Platform · Testing · Observability · Runbooks

Operations & runbooks.

How quality is enforced before a deploy, what to look at when something breaks, and how to recover from the specific failure modes that have actually happened on this codebase.

Quality gates

Four gates sit between a commit and a deploy:

flowchart LR classDef u fill:#ecfeff,stroke:#0891b2,color:#0f172a classDef a fill:#fff7ed,stroke:#f97316,color:#0f172a classDef i fill:#eef2ff,stroke:#1e3a5f,color:#0f172a classDef e fill:#f0fdf4,stroke:#16a34a,color:#0f172a PR["PR opened"] --> UNIT["Unit tests
~1,200 JUnit · 94.9% cov"]:::u UNIT --> ARCH["ArchUnit · 16 rules
layering · naming · contracts"]:::a ARCH --> INT["Integration · @Tag('integration')
Tenant · Payment · Cascade"]:::i INT --> E2E["Playwright E2E · 85 specs
10 role projects"]:::e E2E --> MERGE["Merge to dev"] MERGE --> DEPLOY["make api-deploy / web-deploy"]
The first three run as part of ./gradlew check.

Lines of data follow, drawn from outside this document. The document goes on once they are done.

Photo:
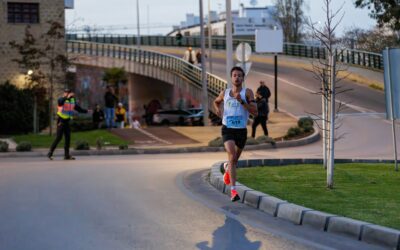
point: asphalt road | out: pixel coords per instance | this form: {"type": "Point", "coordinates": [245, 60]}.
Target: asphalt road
{"type": "Point", "coordinates": [136, 202]}
{"type": "Point", "coordinates": [163, 201]}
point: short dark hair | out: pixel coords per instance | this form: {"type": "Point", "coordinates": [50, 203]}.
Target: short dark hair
{"type": "Point", "coordinates": [237, 68]}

Playwright runs from e2e/ against a chosen base URL.

Testing

Backend

cd backend
ulimit -n 8192 && ./gradlew test                 # all tests
./gradlew test --tests "com.cplk.api.architecture.ArchitectureTest"
ulimit -n 8192 && ./gradlew test jacocoTestReport
./gradlew check                                  # tests + 80% gate
  • Unit · ~90 service/util tests.
  • Integration · TenantIsolationIntegrationTest, PaymentIdempotencyIntegrationTest, CascadeDeleteIntegrationTest (Testcontainers Postgres).
  • Coverage HTML: backend/build/reports/jacoco/test/html/index.html
  • Test report: backend/build/reports/tests/test/index.html

E2E (Playwright)

cd e2e
npx playwright test                  # all
npx playwright test --project agent  # one role project
CPLK_E2E_BASE_URL=https://dev.cplk.org npx playwright test
  • 85 spec files, ~24.6k LOC.
  • 10 role projects (anonymous, agent, agency-admin, agency-super-admin, super-admin, blog-editor, financial-officer, property-owner, plus setup + anonymous-journeys).
  • Auth handled in setup project — Keycloak UI login → .auth/<role>.json.
  • Workers: 2 local / 1 CI; retries 0 (journeys must be deterministic).
  • Locale en-US, timezone Asia/Colombo.

Observability

Health & metrics

  • GET /api/actuator/health — used by Nginx + deploy script.
  • /actuator/info — build/commit metadata.
  • /actuator/metrics — Micrometer; details when-authorized in dev, never in prod.
  • No Sentry / Datadog / Grafana wired in today. Add an exporter + dashboard before multi-node rollout.

Logs

  • Logback profile-driven (logback-spring.xml): console in dev, JSON (logstash encoder) in prod.
  • File: /opt/cplk/logs/app.log (rotated).
  • Journald: journalctl -u cplk-api -f.
  • Heap dump on OOM: /opt/cplk/logs/heapdump.hprof.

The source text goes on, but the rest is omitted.